Os papéis reciclados são o resultado das aparas de pós-consumo (ou seja, o que já foi usado) e as pré-consumo (o que não foi utilizado por gráficas e fábricas). A fase mais delicada do processo é a remoção das tintas dos papéis já usados, porque usa muitos componentes químicos, como o ftalato, poluente e nocivo à nossa saúde. A vida útil da matéria-prima do papel é de quatro a sete reciclagens, mas em cada novo processo, o papel perde a qualidade: o papel sulfite, por exemplo (aquele tradicional) precisa de 70% de papel virgem para ser novamente papel sulfite. Então, ainda que o papel seja reciclável, muitos são os contratempos até que ele possa ser verdadeiramente reciclado. A melhor maneira é reduzir o uso do papel: usar mais tablets, celulares e computadores para anotações, comprar livros usados, usar todos os cantinhos de uma folha de papel, guardar embrulhos de presente, evitar fitas adesivas e guardanapos de papel. E sempre repensar sobre a real necessidade de usar o papel em determinadas situações. Dá pra negar a segunda via do cartão, né? Ela não é reciclável! Dá pra transferir todas as suas contas de papel para o email e revelar só as fotos mais importantes.
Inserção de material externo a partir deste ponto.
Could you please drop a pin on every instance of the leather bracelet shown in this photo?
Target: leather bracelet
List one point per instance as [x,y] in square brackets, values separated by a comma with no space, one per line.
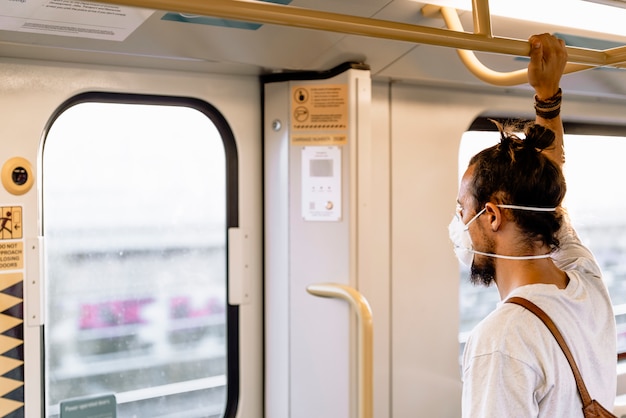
[549,108]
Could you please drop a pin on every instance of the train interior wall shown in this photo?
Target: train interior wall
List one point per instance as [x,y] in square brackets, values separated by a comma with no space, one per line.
[411,165]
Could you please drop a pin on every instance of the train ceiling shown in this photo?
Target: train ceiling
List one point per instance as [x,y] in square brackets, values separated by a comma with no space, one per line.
[173,40]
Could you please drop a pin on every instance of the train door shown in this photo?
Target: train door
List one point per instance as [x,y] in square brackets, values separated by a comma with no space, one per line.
[131,207]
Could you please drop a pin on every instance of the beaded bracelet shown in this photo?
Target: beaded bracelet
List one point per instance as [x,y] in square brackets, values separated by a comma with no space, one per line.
[549,108]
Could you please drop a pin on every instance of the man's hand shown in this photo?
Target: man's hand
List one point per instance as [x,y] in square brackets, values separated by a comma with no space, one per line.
[548,57]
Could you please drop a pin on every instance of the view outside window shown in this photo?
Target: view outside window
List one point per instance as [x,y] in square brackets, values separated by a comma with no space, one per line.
[594,172]
[134,206]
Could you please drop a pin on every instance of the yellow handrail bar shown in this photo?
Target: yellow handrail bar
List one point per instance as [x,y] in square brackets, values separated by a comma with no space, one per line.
[365,339]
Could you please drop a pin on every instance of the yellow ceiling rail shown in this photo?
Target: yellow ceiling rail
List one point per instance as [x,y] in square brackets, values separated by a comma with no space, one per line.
[475,66]
[271,13]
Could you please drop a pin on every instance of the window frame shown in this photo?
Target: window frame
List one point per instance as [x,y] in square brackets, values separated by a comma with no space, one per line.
[232,209]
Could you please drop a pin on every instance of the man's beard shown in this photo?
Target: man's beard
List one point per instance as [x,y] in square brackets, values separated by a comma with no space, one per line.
[485,273]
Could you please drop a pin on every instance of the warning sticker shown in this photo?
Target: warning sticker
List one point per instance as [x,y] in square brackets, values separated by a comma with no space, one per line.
[319,107]
[10,222]
[11,255]
[316,140]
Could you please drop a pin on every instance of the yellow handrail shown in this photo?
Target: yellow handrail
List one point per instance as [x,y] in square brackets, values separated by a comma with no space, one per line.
[477,68]
[365,339]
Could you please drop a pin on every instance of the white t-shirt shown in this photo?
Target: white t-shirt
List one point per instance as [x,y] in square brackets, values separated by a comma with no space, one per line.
[512,365]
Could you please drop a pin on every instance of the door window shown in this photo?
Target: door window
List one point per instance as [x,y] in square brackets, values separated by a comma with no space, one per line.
[135,221]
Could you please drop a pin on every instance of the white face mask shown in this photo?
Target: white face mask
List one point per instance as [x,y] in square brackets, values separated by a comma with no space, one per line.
[459,234]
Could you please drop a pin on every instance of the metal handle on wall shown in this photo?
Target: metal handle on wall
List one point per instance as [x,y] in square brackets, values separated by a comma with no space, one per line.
[365,339]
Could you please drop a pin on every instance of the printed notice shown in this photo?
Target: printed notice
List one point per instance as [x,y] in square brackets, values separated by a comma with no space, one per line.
[10,222]
[81,19]
[321,107]
[94,407]
[11,255]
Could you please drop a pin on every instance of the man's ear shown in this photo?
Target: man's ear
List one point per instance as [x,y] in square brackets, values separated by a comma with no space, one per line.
[494,214]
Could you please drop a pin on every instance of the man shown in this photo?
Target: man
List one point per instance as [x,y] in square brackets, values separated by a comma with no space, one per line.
[509,209]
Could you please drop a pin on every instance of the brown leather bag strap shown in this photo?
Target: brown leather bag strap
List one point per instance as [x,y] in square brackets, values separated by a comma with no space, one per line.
[582,389]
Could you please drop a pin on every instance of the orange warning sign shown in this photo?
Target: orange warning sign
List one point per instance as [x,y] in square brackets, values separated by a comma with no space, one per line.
[319,107]
[10,222]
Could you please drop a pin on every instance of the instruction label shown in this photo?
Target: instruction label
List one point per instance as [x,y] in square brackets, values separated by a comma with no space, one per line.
[322,107]
[82,19]
[94,407]
[11,255]
[10,222]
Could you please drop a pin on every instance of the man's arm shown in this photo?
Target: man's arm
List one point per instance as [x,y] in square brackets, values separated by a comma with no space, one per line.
[548,57]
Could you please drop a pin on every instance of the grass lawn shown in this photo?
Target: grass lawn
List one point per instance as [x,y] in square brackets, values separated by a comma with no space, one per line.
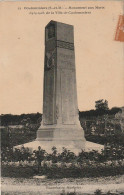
[82,186]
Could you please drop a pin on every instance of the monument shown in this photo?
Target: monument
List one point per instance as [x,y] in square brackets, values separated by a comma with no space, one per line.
[60,126]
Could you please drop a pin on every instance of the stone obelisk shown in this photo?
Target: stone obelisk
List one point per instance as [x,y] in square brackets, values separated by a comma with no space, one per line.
[60,126]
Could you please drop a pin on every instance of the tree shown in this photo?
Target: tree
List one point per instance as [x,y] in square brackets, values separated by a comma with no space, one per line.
[101,104]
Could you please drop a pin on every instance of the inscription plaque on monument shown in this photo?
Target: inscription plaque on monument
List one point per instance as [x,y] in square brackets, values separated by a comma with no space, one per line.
[60,125]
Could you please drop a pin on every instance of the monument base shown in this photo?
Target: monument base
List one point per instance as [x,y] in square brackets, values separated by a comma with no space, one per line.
[59,136]
[70,137]
[47,146]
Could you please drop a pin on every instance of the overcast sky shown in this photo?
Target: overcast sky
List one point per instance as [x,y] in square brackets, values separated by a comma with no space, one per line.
[99,58]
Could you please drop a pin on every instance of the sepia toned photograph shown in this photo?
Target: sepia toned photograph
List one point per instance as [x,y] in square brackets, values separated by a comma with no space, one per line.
[62,98]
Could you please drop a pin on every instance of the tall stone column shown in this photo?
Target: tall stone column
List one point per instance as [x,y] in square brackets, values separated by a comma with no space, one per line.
[60,125]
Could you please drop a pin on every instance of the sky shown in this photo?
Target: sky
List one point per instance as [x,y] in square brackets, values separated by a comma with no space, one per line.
[99,59]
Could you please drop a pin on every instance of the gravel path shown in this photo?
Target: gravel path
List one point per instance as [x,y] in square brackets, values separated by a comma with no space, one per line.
[14,186]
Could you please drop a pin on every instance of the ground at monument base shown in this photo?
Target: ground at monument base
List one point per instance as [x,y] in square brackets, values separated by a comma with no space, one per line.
[89,146]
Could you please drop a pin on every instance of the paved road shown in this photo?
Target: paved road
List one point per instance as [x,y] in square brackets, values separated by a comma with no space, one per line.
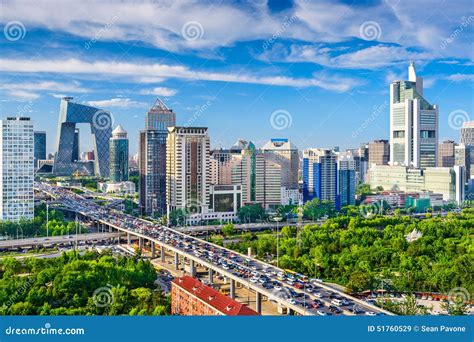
[293,292]
[54,240]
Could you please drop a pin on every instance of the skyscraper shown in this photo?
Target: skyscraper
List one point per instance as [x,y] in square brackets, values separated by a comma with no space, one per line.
[446,153]
[346,182]
[379,152]
[284,153]
[462,157]
[244,173]
[119,155]
[152,158]
[40,147]
[467,138]
[16,169]
[320,175]
[70,114]
[187,169]
[413,124]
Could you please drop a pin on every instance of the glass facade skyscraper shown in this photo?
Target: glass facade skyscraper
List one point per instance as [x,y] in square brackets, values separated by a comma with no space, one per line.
[16,169]
[152,158]
[40,147]
[413,124]
[119,155]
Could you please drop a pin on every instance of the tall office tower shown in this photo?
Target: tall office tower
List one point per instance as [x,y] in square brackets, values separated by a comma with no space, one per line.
[467,133]
[346,182]
[268,180]
[40,147]
[243,172]
[446,153]
[75,146]
[70,114]
[462,157]
[320,175]
[187,169]
[16,169]
[152,158]
[284,153]
[379,152]
[413,124]
[119,155]
[222,162]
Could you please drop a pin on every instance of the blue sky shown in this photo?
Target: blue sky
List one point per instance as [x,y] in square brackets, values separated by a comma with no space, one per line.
[317,72]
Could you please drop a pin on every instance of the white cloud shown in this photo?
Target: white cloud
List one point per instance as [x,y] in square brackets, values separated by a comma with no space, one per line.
[117,102]
[377,56]
[22,95]
[421,23]
[122,69]
[160,91]
[461,77]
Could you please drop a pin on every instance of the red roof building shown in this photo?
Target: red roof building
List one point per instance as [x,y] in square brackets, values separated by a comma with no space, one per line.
[190,297]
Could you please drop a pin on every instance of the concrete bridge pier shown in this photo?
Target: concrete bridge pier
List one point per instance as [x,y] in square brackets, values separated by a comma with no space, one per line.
[176,261]
[258,302]
[232,289]
[211,276]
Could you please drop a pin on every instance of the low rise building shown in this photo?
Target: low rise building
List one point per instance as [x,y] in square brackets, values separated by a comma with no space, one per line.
[190,297]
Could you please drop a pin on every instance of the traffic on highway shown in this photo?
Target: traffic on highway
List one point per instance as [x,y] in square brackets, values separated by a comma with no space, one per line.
[312,296]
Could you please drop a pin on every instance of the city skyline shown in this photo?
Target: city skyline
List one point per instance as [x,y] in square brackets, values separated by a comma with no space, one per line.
[311,77]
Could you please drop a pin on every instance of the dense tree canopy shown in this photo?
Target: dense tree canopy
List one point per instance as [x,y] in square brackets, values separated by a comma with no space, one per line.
[358,252]
[80,284]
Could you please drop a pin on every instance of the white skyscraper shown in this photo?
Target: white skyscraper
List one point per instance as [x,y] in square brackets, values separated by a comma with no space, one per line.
[16,169]
[413,124]
[188,169]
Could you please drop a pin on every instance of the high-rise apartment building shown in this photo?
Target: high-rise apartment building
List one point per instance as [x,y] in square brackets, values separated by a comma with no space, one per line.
[462,157]
[413,124]
[187,169]
[346,182]
[467,138]
[152,158]
[16,169]
[379,152]
[244,173]
[320,175]
[284,153]
[446,153]
[40,147]
[119,155]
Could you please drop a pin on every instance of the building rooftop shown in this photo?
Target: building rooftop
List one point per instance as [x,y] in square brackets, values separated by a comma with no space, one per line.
[226,305]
A UFSC propõe uma alternativa bem interessante para o uso dos envelopes (especialmente dentro de escritórios): eles prepararam uma etiqueta para você reutilizar várias vezes o mesmo papel, dá uma olhada aqui. Claro que etiqueta é adesivo e não recicla, mas você pode fazer a mão com uma canetinha. Outra dica é abrir o envelope com bastante cuidado para reutilizar quando precisar. Ainda existe a alternativa de reciclar o papel em casa com vários tutoriais por aí pra fazer muitos papéis lindos e diferentes. É interessante, exerce sua criatividade e você impacta menos o meio ambiente do que enviando para o lixo. São muitos os passos que podemos dar para diminuir o consumo do papel no nosso dia a dia. A reciclagem existe, mas não pode ser a primeira solução para o problema: muitas vezes o produto perde valor de mercado, nem sempre é consumido e grande parte dos papéis são inutilizados para o processo. Vamos começar a redução hoje?